I sympathize, I do. Yes, we should get more editors involved to look at the additional information you have highlighted and reexamine current sources; completely agree. However, the higher figures are not just from questionable sources. For example, I consulted the American, British, and Canadian official histories of the campaign. I do not have access to the German official history. The British one does not appear to have overall German casualty information, only Allied.
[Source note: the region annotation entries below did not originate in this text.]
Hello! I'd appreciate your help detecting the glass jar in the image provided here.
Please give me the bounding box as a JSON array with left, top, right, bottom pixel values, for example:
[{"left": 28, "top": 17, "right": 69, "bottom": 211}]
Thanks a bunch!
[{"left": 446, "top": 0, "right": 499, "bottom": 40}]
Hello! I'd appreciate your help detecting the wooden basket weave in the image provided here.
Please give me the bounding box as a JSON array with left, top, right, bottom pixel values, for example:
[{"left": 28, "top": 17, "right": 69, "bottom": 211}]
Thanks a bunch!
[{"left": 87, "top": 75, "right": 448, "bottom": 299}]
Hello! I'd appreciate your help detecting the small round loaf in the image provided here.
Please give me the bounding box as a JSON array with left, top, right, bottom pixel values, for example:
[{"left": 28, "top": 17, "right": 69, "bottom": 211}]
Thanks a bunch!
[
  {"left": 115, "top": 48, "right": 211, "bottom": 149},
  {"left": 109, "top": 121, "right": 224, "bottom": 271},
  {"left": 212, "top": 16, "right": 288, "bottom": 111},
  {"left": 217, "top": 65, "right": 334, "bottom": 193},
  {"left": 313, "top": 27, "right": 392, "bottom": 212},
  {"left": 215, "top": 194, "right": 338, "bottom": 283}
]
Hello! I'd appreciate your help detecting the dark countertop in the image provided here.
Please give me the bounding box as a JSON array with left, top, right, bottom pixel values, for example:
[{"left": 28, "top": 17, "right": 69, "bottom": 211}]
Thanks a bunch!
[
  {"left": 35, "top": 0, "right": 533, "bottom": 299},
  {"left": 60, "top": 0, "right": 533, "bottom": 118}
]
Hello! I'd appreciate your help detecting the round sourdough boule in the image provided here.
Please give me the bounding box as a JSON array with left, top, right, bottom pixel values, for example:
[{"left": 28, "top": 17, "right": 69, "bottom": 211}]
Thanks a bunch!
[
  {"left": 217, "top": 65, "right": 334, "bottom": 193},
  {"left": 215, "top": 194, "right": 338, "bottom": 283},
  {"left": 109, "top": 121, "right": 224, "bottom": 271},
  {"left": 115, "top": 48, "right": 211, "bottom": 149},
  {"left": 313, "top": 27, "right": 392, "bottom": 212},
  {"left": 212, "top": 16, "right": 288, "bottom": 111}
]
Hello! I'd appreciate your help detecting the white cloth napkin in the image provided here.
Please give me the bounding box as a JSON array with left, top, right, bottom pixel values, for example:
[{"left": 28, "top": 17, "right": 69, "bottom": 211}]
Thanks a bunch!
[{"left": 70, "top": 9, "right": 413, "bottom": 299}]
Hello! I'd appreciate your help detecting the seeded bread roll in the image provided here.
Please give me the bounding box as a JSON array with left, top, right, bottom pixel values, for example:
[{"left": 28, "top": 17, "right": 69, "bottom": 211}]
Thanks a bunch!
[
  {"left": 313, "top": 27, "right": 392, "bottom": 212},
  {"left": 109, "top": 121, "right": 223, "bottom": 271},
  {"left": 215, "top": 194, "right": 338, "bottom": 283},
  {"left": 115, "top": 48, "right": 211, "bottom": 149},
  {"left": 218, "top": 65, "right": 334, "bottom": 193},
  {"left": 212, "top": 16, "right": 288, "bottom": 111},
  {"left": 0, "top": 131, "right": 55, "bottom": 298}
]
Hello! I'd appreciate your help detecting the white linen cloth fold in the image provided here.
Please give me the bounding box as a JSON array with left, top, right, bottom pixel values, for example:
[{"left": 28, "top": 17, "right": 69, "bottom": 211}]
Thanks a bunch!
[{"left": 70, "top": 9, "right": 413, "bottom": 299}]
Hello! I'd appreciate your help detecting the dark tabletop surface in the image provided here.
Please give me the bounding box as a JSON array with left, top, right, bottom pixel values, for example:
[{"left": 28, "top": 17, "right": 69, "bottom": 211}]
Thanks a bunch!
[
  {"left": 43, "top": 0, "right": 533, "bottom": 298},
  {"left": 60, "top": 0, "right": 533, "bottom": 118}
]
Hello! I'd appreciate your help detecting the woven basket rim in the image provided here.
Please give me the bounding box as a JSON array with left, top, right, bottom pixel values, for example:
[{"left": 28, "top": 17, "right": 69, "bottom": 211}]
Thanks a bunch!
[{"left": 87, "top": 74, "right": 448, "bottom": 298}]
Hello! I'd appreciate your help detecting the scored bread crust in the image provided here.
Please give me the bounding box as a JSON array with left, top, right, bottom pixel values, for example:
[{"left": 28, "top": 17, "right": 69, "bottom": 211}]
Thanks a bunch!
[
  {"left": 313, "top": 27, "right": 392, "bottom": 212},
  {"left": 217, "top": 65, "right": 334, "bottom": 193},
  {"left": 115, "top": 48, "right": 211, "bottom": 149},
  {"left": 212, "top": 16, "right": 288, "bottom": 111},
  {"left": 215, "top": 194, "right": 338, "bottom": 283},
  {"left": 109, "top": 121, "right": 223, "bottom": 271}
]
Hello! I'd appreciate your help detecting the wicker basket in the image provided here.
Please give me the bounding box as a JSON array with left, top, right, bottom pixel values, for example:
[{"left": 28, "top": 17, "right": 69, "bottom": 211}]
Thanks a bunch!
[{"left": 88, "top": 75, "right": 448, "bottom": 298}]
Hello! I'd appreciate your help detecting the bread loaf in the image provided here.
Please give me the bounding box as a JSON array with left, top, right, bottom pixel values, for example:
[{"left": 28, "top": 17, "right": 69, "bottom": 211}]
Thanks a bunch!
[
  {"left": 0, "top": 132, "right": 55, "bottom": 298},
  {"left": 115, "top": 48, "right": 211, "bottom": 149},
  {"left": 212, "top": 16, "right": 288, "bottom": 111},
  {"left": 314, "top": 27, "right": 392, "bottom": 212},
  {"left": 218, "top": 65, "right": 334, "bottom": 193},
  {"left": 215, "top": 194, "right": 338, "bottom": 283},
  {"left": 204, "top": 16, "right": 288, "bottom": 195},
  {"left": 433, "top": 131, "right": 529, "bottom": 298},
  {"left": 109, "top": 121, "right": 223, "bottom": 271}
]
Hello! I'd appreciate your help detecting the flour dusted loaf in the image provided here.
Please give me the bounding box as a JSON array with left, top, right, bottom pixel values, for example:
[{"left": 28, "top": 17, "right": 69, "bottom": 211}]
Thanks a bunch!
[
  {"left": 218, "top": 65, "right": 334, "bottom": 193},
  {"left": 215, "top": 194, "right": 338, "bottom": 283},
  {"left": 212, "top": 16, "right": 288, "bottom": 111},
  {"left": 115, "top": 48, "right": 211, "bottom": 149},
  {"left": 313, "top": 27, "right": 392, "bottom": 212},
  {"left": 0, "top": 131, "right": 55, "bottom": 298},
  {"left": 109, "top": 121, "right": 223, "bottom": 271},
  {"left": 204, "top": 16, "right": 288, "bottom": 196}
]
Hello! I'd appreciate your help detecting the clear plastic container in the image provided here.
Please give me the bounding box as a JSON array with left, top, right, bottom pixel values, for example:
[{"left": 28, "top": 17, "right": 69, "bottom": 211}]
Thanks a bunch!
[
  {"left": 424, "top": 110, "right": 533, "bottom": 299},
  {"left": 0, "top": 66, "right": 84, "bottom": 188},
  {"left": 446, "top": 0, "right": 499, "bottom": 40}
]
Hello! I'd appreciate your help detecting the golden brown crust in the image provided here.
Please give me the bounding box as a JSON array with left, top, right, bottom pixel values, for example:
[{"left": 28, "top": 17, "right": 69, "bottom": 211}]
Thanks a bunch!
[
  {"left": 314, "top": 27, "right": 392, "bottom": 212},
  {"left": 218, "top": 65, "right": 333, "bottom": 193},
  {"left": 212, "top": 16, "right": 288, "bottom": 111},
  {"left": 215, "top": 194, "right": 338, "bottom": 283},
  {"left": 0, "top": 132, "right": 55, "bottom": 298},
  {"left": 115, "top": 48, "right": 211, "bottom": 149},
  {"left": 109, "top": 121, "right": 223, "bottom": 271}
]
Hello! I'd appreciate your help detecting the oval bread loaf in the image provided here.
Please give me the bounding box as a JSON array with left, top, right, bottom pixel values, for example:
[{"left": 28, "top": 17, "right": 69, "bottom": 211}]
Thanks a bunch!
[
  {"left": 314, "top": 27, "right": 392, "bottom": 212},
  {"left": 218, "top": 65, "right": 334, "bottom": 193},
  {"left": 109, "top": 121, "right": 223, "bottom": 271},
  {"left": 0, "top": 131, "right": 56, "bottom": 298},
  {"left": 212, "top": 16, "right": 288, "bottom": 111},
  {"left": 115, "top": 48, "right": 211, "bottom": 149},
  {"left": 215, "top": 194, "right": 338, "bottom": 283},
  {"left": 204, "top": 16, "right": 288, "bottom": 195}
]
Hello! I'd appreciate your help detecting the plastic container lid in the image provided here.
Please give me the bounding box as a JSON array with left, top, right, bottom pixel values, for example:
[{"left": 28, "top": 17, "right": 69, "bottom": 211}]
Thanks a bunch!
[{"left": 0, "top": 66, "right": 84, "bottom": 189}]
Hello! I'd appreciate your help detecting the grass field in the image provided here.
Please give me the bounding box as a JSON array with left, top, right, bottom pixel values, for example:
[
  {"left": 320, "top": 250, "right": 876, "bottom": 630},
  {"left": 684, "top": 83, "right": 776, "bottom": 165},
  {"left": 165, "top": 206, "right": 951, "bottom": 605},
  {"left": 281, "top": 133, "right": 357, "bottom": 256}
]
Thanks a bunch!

The others:
Blumenson (Martin Blumenson, Breakout and Pursuit, p. 700) does not provide exact figures, but places German losses for 6 June until 11 September at over 400,000: "Excluding the forces in southern France, where losses were light, Allied casualties from 6 June to 11 September numbered almost 40,000 killed, 164,000 wounded, and 20,000 missing-a total of 224,000, which was less than half the German casualties in the west." and "During June, July, and August the Germans had lost a minimum of 1,200,000 troops killed, wounded, missing, and captured, casualties of which approximately two thirds had been incurred in the east" He sources his statements to SHAEF G-3 War Room Summary pp. 99-102.
He further notes that "The OB WEST staff later estimated that the campaign in the west, from the invasion to the West Wall, and including southern France, had cost Germany about 500,000 troops, of which about 200,000 had been lost in the coastal fortresses." That statement is sourced to OB WEST, a Study in Command, pp. 192ff. Granted, both of these points include events and dates outside the scope of this article.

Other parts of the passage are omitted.